How can I get a progress information from TBB
parallel_for ?
tbb::parallel_for(tbb::blocked_range<size_t>(0,1000),classA);
Rick's suggestion of using concurrent_unordered_map is a good one. Here is another way, which is essentially the same idea at a high level, but uses other TBB mechanisms in order to avoid dealing with explicit thread ids.
The zero_allocator is necessary here to close a timing hole between allocation and initialization of an element in concurrent_vector.
#include <tbb/tbb.h>
typedef size_t ProgressType;
typedef tbb::atomic<ProgressType> ProgressCounter;
tbb::enumerable_thread_specific<ProgressCounter> LocalCounters;
// zero_allocator is essential here.
tbb::concurrent_vector<ProgressCounter*, tbb::zero_allocator<ProgressCounter*> > LocalCounterPointers;
void AddToProgress(ProgressType delta) {
bool exists;
auto& i = LocalCounters.local(exists);
i += delta;
if( !exists )
// First time we've seen this local counter.
LocalCounterPointers.push_back(&i);
}
ProgressType GetProgress() {
ProgressType sum = 0;
size_t n = LocalCounterPointers.size();
for( size_t i=0; i<n; ++i )
// "if" deals with timing hold where slot in LocalCounterPointers was allocated but not initialized.
if( auto* j = LocalCounterPointers[i] )
sum += *j;
return sum;
}
// Can be called asynchronously.
void ClearProgress() {
size_t n = LocalCounterPointers.size();
for( size_t i=0; i<n; ++i )
// "if" deals with timing hold where slot in LocalCounterPointers was allocated but not initialized.

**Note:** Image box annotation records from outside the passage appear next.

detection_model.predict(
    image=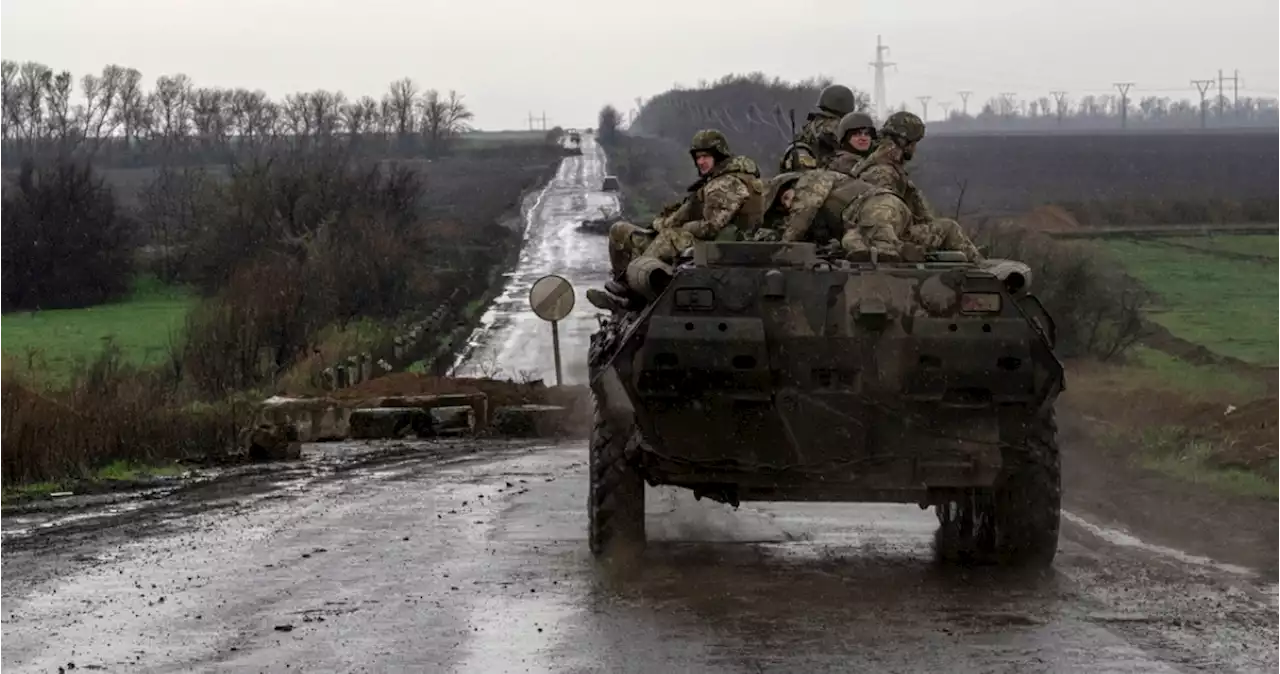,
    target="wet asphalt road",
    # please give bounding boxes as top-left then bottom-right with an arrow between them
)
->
453,136 -> 618,384
0,134 -> 1280,674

if( auto* j = LocalCounterPointers[i] )
*j = 0;
}
// Demo code
#include <iostream>
int main() {
ClearProgress();
tbb::parallel_for( tbb::blocked_range<int>(0, 1000),
[&]( tbb::blocked_range<int> r ) {
for( int i=r.begin(); i!=r.end(); ++i ) {
AddToProgress(1);
std::cout << "progress = " << GetProgress() << std::endl;
}
}
);
}
If you only need to count how many iterations were executed to the moment, a simple solution could be to use a global atomic counter:
However if the amount of work per iteration is small and HW concurrency is big, atomic increments of a shared variable can add noticeable overhead. For example, I would be careful with this method on Intel's Xeon Phi coprocessors.